Use Your Home to Send Your Child to Their Home Away from Home
We’ve all seen those stickers that proudly boast “University of Southern California Mom” or “Harvard Dad.” What they should really say is “Pay to the Order of USC” or “Sending the Checks to Harvard University.” If you’ve ever funded the college education of any loved one, then you know the feeling. While you may not have much of a say as to where your money goes, you can choose where that money comes from, and one option to help fund a college education is a home equity line of credit.

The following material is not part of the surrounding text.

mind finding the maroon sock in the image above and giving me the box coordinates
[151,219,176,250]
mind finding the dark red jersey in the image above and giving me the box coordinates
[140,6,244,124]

With a home equity line of credit, you have a certain amount of funds available to you (depending on how much equity you have in your home), but you do not have to receive them all at once, which is the case with a home equity loan. Instead, you can withdraw money whenever you need it and only pay interest on the amount you borrow. Also, the interest that you pay on a home equity line of credit is usually tax-deductible. Check with your tax advisor for more details.
If you are still a little uneasy with the thought of using your home equity to pay those hefty college bills, think of it as an investment. Using home equity to fund home improvement projects to increase a home’s fair market value is not uncommon. Similarly, funding your child’s education will theoretically help him or her in the job market, just as home improvements are intended to increase your property’s value in the real estate market.
Lawyer and President of Harvard University Derek Bok once said, “If you think education is expensive, try ignorance.” To ace the financial test that funding a college education may bring about, do your research and study up on the best mortgage rates so you can be assured that you are getting the best home equity line of credit available.